O primeiro impacto que temos com este jogo desenvolvido pela Toybox Inc. é extremamente positivo. O estilo artístico é do mais apurado que vi em jogos do género, com ilustrações bem executadas e que utilizam formas inteligentes de animação. Neste caso os cabelos esvoaçantes, o pestanejar dos personagens, os gestos subtis de mãos são animações simples das magníficas ilustrações que o compõem, e que cumprem na perfeição a tarefa de lutar contra o estaticismo típico do género.
A história e o enredo mantêm o mesmo nível da arte: conseguem criar uma coesão narrativa (sem explicar alguns fundamentos e conceitos do mundo) e apresentando personagens memoráveis, bem-escritos e com dimensão (ainda que bidimensionais). Tokyo Twilight Ghost Hunters tem todos ingredientes para ser uma boa série de manga e uma boa série de anime.
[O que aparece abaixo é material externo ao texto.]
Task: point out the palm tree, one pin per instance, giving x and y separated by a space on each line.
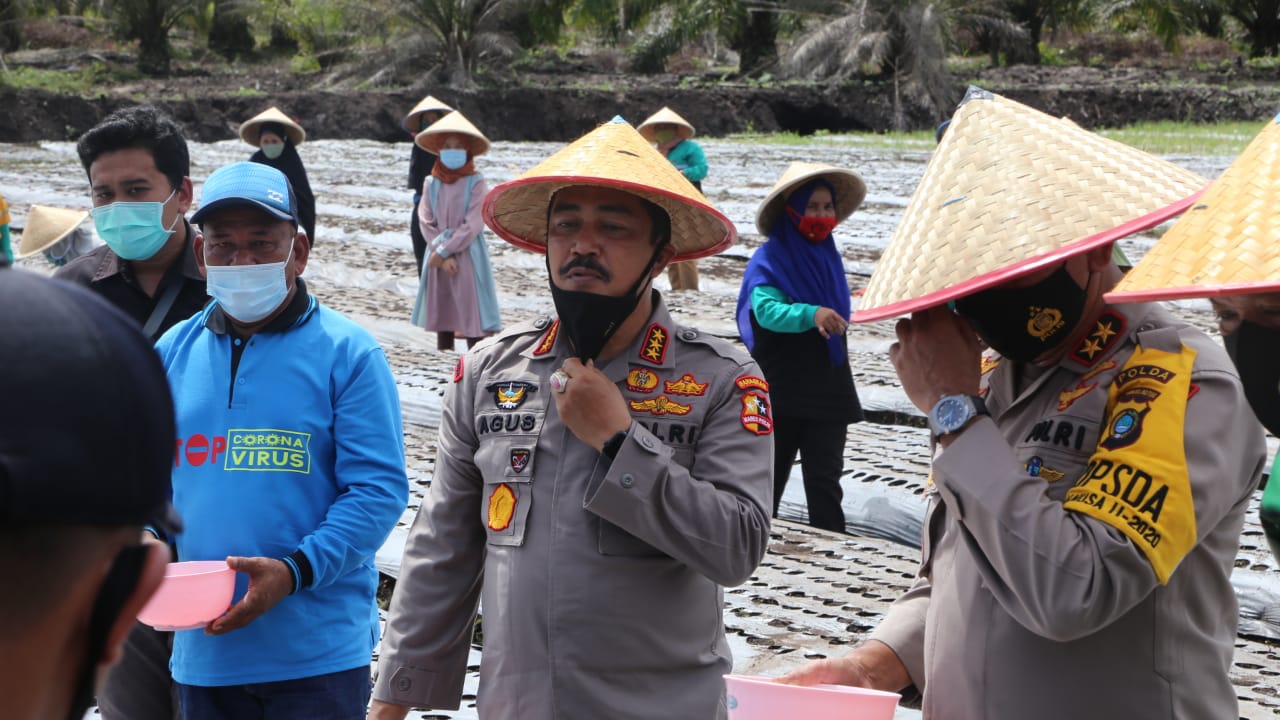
460 32
905 41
E onde é que TTGH falha, apesar da sua arte e enredo estarem extremamente bem executados? Em todas as mecânicas de interacção que fazem de si um videojogo. Ao contrário de outros jogos com opções simples, em que temos múltipla-escolha de diálogo, aqui temos um interface icónico com quatro emoções distintas que conduzem a uma escolha entre os cinco sentidos. Ou seja, ao invés de escolhermos uma resposta textual a algo que nos perguntam (tal como “como estás?”), temos de optar, por exemplo, em carregar em tristeza e posteriormente em paladar. O que nos conduzirá a reacções tais como “importas-te de não me lamber?”. E com esta opção de interacção/resposta tão criativa a Toybox demonstrou-nos que a máxima de “menos é mais” é a forma de apelar a um público que não está habituado ao género. Basta vermos a simplicidade de Ace Attorney e os resultados que obteve em todo o mundo…
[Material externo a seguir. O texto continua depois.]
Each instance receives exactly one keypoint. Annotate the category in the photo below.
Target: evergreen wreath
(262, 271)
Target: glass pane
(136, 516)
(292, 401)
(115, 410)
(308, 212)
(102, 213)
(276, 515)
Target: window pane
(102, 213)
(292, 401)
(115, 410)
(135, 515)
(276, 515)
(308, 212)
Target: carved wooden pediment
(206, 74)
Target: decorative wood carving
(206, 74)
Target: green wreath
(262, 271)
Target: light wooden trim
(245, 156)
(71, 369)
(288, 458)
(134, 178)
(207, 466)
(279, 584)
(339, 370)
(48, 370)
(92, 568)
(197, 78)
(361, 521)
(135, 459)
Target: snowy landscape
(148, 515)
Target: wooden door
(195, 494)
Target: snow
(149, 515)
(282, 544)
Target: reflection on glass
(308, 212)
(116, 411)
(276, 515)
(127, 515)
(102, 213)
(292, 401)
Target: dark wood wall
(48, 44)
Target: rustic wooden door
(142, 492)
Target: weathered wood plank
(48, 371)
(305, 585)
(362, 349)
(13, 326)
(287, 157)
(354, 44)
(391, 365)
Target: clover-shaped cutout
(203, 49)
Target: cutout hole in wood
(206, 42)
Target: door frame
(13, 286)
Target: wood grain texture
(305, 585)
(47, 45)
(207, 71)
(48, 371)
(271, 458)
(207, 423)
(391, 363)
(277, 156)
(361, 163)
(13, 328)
A segunda componente que é um total falhanço é a componente RPG/estratégia de TTGH. Visto o jogo estar dividido por episódios, toda a componente de visual novel é uma espécie de aquecimento para o combate (exorcismo) no final do episódio. Nessa fase temos acesso a uma quadrícula com ícones que representam os fantasmas e nossos personagens (os membros da instituição Gate Keeper, que tenta exorcizar os fantasmas do nosso mundo) e que em cada turno temos de definir para onde se movimenta cada um. Ao contrário de outros jogos do género que bebem das mecânicas do xadrez, tal como Fire Emblem, aqui temos de prever para onde o fantasma ir-se-á deslocar de seguida. Para isso tentamos encurralá-lo e definimos onde os nossos personagens finalizarão o turno no quadrado assignado e que realizarão um ataque. Na resolução do turno, se adivinharmos o quadrado onde o fantasma vai parar podemos atacá-lo, ou se falharmos nessa previsão teremos perdido o turno para nada. Ainda que esta mecânica de “adivinhação” seja curiosa enquanto mecânica, é mais um exemplo do quanto os exemplos mais simples e clássicos de RPG táctico por turnos podem funcionar perante a exasperação que a jogabilidade de Tokyo Twilight Ghost Hunters pode trazer.
É uma pena que Tokyo Twilight Ghost Hunters tivesse conseguido acertar onde a maioria dos jogos falha, apresentando uma arte e um enredo exímios mas que são assassinados pelas “criativas” mecânicas aplicadas aos segmentos de visual novel e aos segmentos de RPG. É daquelas situações que para mim, enquanto jogador e pretenso crítico de videojogos me irrita profundamente: frustra-me infinitamente mais um jogo que tinha todas as capacidades para ser um jogo excelente e que não passa da mediocridade, como é o caso deste, do que jogos notoriamente maus e que não apresentam qualquer margem possível de melhoria.
Tokyo Twilight Ghost Hunters está disponível para PS3 e PS Vita.